La météorisation entraîne donc la formation de latérite par dissolution et le retrait de tous les
éléments solubles pour laisser en place un sol riche en Fe et Al. Si cette latérite est riche en Al, on
parlera de bauxite.
Les bauxites latéritiques ont pour la plus part un âge quaternaire. Mais certaines sont fossiles et
ont pris naissance au Crétacé et au Tertiaire. Il existe aussi des bauxites latéritiques plus anciennes,
telles les bauxites russes de Bielgorod d’âge carbonifère (G. Bardossy, 1981).

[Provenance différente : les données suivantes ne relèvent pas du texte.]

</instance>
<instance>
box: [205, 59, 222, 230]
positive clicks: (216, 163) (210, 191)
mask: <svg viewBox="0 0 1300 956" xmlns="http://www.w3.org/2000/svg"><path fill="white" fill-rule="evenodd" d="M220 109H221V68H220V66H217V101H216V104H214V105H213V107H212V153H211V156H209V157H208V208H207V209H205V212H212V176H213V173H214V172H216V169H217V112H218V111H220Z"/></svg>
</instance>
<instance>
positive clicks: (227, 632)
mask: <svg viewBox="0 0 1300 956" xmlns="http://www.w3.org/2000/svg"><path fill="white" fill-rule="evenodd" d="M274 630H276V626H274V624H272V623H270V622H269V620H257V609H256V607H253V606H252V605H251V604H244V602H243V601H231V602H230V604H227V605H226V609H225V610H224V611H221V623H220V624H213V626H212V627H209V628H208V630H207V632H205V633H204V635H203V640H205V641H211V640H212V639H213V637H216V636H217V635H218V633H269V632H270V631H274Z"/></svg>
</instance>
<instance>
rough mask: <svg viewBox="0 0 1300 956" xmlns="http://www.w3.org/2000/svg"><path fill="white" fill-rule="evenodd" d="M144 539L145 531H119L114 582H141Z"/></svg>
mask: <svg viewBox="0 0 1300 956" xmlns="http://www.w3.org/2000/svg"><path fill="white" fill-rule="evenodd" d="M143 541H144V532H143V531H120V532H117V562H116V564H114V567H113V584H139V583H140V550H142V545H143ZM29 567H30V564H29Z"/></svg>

Les bauxites latéritiques se développent sur des roches silico-alumineuses de nature variée :
syénites néphéliniques en Guinée (îles de Los), dans l’Arkansas ; basaltes ou dolérites, en Allemagne
(Vogelsberg), en Irlande (Antrim), en Inde (trapps du Deccan), au Cameroun (Adamaoua) ; trachytes
et andésites en Malaisie (Johore, Sarawak) ; schistes sédimentaires ou métamorphiques dans les
Guyanes, en Guinée (Kindia), au Ghana ; grès arkosiques en Australie (Queensland), etc. Le tableau
(1) montre des exemples de variations des teneurs en SiO 2 , Al 2 O 3 et Fe 2 O 3 entre la roche mère et
la latérite.

Tab.(1) : Teneurs en oxydes entre la roche mère et la latérite (Autret, 1980)


À part quelques rares exceptions (Arkansas, Inde, Russie), les bauxites latéritiques n’ont pas de
toit. Ce caractère facilite l’exploitation et compense un peu le fait que ces bauxites se rencontrent
dans des régions tropicales d’accès souvent difficile.
La gibbsite est le minéral essentiel des bauxites latéritiques. La bœhmite peut intervenir
localement. Le diaspore est connu, mais exceptionnel (Inde). Leurs textures sont très diversifiées :
aphanitique, noduleuse, bréchique, conglomératique, et des textures oolitiques et pisolitiques très
caractéristiques.
Les bauxites latéritiques représentent un produit d’évolution pédogénétique particulier de roches
silico-alumineuses, sous un climat chaud et humide. Sous ce climat, et avec un bon drainage, il se
produit une hydrolyse intense des silicates de la roche mère. Les alcalins, les alcalino-terreux, la silice
sont éliminés, laissant un résidu riche en Al; la bauxite.